Enter Truro native Sandra Arnold.
The U.S. Department of Defense civilian and Navy Reserve Ensign was selected as the first civilian Public Affairs Advisory Team member in the country to partner with Afghan National Security Forces to build a sustainable public affairs capacity in the Northern Regional Afghan National Police Headquarters and Afghan National Army (ANA) 209th Corps.
"It's such a different experience, number one," said Arnold, 34, about her new assignment.
"It's a once in a lifetime experience for me to be able to be one of the first teams to come in and train the Afghan National Army, because they are really starting from the ground up."
On Thursday, she celebrated the two-month anniversary of her year-long deployment in the impoverished country and is pleased with the small steps achieved so far tackling a wide range of challenges.
"When we came in here they didn't even know how to email," she said.
People were driving more than an hour to pick up documents and photographs by hand and delivering them to requesting destinations, a process that is simplified greatly by email.
Arnold is a deputy public affairs officer permanently assigned to Naval Air Facility Atsugi, Japan, which she called a "writing intensive society" and was overwhelmed by the reality of Afghanistan's illiteracy rate.

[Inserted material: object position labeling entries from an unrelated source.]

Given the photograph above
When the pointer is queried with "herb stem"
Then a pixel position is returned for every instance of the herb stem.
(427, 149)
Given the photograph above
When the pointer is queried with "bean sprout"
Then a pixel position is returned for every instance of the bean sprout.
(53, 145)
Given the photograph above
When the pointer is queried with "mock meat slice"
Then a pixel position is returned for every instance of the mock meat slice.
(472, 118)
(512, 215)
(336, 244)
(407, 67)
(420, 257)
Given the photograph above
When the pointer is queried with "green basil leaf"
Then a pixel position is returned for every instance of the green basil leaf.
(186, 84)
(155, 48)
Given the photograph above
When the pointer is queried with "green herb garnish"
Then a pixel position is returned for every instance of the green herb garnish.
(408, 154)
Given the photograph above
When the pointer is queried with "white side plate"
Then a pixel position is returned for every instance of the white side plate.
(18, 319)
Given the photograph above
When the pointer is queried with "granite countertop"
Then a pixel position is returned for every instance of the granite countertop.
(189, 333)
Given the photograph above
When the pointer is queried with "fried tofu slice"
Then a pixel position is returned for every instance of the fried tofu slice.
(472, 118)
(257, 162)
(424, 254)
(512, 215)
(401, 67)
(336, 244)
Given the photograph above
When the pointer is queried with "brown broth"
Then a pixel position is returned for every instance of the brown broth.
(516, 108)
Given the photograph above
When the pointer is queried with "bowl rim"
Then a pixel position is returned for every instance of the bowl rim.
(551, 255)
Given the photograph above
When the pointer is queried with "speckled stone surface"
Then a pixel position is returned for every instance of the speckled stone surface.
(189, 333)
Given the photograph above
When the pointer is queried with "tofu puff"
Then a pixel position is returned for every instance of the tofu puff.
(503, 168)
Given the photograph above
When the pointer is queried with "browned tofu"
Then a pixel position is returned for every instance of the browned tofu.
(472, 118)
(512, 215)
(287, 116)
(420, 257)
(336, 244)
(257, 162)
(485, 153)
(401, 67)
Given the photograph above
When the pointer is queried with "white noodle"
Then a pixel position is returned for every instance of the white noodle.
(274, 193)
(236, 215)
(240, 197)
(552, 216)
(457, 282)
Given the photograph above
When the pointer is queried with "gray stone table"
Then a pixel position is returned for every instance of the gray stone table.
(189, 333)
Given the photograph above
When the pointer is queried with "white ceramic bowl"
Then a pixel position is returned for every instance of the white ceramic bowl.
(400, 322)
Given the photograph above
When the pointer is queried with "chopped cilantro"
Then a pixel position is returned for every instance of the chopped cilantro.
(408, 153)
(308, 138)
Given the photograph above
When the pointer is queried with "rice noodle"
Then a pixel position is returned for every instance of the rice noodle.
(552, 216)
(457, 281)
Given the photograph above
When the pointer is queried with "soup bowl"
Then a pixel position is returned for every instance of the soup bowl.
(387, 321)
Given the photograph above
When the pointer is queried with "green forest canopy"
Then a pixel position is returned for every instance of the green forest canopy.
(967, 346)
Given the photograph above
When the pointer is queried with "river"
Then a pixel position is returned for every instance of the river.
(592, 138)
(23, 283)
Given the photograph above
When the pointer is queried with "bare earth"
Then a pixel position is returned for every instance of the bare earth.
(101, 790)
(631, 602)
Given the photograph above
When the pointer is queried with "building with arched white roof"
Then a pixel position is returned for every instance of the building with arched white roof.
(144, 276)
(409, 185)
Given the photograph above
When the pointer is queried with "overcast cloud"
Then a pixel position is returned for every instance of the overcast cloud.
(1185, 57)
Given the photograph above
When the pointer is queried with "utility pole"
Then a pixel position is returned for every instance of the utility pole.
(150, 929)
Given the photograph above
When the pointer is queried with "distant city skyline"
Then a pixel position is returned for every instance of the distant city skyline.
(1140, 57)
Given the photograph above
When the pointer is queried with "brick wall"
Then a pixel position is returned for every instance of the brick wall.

"Before I came here I didn't realize how technologically challenged this county is and I had lofty goals," said Arnold. "I wanted to make sure they had this enormous communications plan that they could implement at the drop of a hat that we could use text messaging to get our emergency messages across.

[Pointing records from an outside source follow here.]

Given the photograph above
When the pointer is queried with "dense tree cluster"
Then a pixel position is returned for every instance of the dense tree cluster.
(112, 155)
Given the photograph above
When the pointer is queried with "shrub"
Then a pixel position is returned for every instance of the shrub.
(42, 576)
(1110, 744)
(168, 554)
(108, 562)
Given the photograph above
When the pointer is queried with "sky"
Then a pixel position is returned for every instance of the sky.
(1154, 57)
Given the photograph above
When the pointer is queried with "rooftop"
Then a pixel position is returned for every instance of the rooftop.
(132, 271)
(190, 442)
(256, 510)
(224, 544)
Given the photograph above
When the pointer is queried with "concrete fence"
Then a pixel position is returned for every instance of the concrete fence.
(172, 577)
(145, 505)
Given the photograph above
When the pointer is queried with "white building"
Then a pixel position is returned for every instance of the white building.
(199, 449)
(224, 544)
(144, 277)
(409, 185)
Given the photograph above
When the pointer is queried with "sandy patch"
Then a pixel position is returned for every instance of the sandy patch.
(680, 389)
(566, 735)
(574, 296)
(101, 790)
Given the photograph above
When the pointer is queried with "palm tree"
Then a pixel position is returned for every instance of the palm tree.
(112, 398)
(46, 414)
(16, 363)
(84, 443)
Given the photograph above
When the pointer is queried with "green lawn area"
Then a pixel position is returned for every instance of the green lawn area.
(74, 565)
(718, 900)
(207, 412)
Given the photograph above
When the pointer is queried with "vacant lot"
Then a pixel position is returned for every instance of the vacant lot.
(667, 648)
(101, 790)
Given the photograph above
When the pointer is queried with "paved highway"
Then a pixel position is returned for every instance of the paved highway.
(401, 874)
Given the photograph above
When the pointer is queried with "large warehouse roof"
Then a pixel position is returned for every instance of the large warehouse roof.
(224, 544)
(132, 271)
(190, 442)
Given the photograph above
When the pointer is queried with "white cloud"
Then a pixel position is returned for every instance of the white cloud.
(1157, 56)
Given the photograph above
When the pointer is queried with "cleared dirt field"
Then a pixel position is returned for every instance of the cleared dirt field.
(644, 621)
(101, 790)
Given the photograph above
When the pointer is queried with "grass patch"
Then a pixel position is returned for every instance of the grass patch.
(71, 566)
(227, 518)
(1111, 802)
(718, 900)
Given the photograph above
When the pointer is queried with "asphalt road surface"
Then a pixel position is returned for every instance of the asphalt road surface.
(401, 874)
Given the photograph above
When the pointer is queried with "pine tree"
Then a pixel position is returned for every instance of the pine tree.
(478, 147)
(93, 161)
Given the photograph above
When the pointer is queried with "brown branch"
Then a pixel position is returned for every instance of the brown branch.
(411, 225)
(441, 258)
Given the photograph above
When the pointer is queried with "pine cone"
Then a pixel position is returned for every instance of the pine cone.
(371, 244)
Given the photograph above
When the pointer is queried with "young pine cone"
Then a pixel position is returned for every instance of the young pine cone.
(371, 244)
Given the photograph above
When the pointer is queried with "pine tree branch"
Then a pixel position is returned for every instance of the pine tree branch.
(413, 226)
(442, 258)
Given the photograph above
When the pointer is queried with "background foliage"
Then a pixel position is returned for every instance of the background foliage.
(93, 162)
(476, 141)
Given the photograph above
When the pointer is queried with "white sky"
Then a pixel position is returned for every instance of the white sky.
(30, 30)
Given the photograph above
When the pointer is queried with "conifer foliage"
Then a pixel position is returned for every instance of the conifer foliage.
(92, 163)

"But then upon arriving here I realized approximately 10 per cent of the population is literate."
She said only 15 per cent of ANA soldiers are literate, which also poses a lot of challenges while instructing them.

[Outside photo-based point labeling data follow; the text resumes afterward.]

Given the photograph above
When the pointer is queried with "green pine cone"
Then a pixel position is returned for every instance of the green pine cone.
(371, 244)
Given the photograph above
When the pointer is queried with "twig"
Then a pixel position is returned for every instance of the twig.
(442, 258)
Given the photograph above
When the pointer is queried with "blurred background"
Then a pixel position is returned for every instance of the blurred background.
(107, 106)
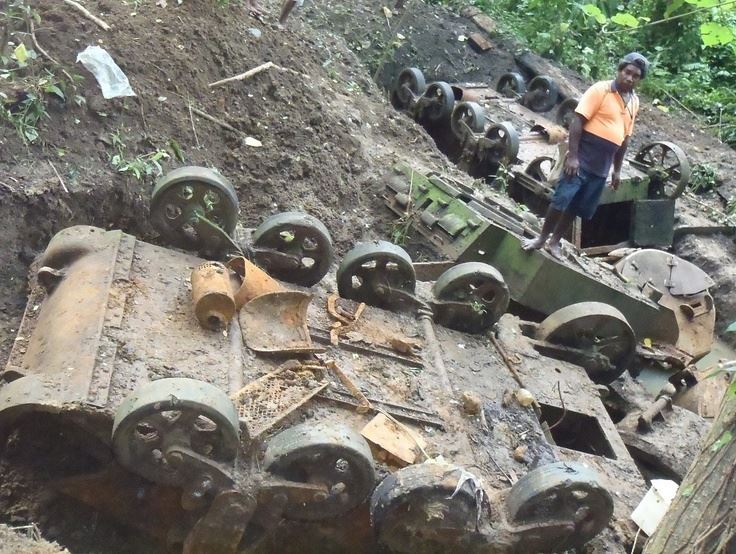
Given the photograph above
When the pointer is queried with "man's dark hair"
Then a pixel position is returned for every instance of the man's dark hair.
(634, 58)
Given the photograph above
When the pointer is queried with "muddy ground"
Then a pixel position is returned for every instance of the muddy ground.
(326, 128)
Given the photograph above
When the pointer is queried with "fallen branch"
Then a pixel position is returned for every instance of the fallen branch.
(59, 177)
(213, 119)
(81, 9)
(247, 75)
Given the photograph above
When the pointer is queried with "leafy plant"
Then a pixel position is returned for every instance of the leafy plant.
(140, 166)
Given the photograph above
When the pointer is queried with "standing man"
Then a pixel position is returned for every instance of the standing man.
(599, 136)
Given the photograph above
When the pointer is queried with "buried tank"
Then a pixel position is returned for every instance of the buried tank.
(500, 133)
(308, 421)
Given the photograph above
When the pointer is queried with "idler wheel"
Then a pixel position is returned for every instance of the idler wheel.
(541, 94)
(195, 208)
(596, 328)
(667, 165)
(371, 272)
(561, 491)
(409, 85)
(480, 292)
(511, 85)
(178, 412)
(333, 455)
(428, 507)
(301, 237)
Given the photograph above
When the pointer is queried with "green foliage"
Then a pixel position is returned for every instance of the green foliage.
(691, 44)
(140, 166)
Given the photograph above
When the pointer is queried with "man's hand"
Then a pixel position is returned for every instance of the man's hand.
(615, 180)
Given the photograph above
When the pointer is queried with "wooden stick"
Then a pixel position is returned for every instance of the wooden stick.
(81, 9)
(59, 177)
(191, 118)
(247, 75)
(220, 122)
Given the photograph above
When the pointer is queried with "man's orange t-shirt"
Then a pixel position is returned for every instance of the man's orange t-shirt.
(607, 115)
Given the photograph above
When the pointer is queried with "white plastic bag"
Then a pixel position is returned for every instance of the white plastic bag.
(110, 77)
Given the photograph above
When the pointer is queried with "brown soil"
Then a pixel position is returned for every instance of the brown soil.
(327, 131)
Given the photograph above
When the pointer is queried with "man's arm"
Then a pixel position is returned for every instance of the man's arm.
(576, 131)
(618, 160)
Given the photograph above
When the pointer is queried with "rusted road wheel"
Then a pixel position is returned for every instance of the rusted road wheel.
(425, 508)
(667, 166)
(565, 112)
(502, 143)
(471, 297)
(599, 331)
(410, 84)
(541, 94)
(174, 412)
(294, 247)
(333, 455)
(511, 85)
(371, 272)
(195, 208)
(467, 118)
(561, 491)
(440, 100)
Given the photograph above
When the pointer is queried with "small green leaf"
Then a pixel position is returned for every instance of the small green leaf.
(625, 19)
(21, 54)
(715, 34)
(722, 441)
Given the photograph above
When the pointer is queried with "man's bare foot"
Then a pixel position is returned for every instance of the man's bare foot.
(555, 249)
(533, 244)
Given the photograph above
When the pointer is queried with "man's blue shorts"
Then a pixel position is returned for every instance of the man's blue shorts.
(578, 195)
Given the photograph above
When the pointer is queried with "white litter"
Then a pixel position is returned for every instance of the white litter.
(110, 77)
(654, 505)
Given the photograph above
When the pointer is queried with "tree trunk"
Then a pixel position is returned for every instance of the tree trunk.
(702, 517)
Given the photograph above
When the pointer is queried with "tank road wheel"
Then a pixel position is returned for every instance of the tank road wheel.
(439, 101)
(410, 84)
(467, 118)
(598, 329)
(174, 412)
(667, 166)
(502, 144)
(425, 508)
(194, 208)
(511, 85)
(541, 95)
(331, 455)
(540, 168)
(476, 296)
(304, 243)
(372, 271)
(561, 491)
(565, 112)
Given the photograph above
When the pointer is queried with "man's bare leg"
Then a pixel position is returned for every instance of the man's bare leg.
(551, 219)
(553, 246)
(286, 7)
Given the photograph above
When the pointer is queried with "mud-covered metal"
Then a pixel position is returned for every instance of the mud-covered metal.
(294, 247)
(276, 322)
(598, 335)
(375, 273)
(334, 457)
(470, 297)
(429, 507)
(195, 208)
(667, 165)
(568, 492)
(174, 412)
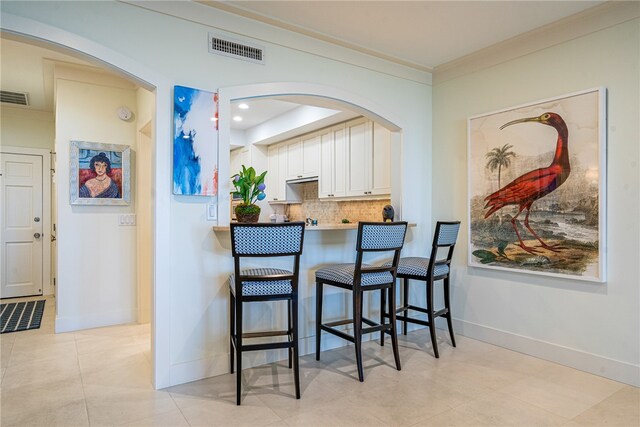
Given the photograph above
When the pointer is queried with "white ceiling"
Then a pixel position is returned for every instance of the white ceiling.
(259, 111)
(423, 34)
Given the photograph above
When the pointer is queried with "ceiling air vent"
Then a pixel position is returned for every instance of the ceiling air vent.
(235, 49)
(16, 98)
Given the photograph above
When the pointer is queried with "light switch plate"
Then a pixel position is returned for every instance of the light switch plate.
(212, 212)
(127, 219)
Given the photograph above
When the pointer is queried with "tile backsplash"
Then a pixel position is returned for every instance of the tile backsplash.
(331, 211)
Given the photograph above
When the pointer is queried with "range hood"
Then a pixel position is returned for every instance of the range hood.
(301, 180)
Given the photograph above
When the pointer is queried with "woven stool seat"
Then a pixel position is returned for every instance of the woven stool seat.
(344, 273)
(266, 287)
(358, 278)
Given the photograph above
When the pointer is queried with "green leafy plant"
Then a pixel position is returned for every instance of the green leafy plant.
(249, 185)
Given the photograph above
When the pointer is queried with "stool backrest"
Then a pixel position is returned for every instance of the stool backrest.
(379, 237)
(445, 236)
(266, 239)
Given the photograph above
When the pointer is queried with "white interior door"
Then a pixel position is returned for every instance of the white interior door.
(22, 225)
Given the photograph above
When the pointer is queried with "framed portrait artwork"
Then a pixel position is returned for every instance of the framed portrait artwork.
(195, 142)
(537, 199)
(100, 174)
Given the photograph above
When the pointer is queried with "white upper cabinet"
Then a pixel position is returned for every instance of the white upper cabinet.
(311, 155)
(351, 160)
(303, 157)
(381, 161)
(276, 175)
(294, 159)
(359, 153)
(369, 153)
(332, 175)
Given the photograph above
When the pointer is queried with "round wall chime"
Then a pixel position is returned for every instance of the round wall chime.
(387, 213)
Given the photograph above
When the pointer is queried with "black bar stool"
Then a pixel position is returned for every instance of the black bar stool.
(359, 278)
(430, 270)
(264, 284)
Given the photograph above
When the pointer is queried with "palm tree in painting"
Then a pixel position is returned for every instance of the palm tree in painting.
(500, 158)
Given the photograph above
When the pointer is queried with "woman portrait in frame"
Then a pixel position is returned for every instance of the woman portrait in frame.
(99, 174)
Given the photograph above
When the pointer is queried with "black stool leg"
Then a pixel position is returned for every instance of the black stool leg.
(383, 314)
(431, 319)
(357, 330)
(232, 330)
(318, 317)
(290, 330)
(394, 331)
(296, 365)
(405, 302)
(239, 351)
(448, 307)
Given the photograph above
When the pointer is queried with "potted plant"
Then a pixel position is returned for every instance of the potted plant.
(250, 187)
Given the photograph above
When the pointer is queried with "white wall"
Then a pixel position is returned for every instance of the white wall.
(593, 327)
(26, 128)
(144, 201)
(193, 325)
(96, 256)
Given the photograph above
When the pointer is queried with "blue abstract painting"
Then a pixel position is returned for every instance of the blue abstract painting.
(195, 142)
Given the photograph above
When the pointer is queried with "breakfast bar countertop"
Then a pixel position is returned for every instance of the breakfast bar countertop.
(320, 227)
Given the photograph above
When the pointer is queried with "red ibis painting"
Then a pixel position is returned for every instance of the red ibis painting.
(536, 187)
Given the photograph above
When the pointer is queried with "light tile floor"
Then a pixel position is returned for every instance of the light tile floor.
(101, 377)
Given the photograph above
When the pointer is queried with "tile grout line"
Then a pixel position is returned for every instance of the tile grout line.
(179, 408)
(84, 394)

Cellphone tower signal disruptions and Internet servers going down are also causing havoc for the three-person public affairs mentoring team.
Arnold said the Afghan army is growing and hopefully will soon be self-sufficient. She stressed the importance of a having a strong public affairs system in place by the time NATO forces pull out.
"They need to be able to gain the population's trust and respect and one way of doing that is through public affairs by telling the community what they are doing here, how you are protecting them, what you are doing to increase their safety, so public affairs will play a vital role in getting those messages out," said Arnold.
"You can do wonderful things all day long but if nobody knows anything about it, it doesn't have the same impact."
Arnold holds dual citizenship between Canada and the United States, but lived in Nova Scotia for 20 years where she attended school in Truro, graduating from Cobequid Educational Centre in 1994.
An internship while taking a paralegal course at the Nova Scotia Community College Springhill Campus lead her south of the border to Texas where she eventually joined the Navy.
She'll never forget the truly Canadian sight that greeted her when she first touched down in Kandahar, Afghanistan; an ice hockey rink without ice and a Tim Hortons with a line up out the door.
She has very fond memories of the years she spent in Truro, a community her sister Kelly and her three children still call home.
She said if it were not for the strong educational foundation she received from the local schools she attended here, she would not have been able to successfully pursue a career in public affairs.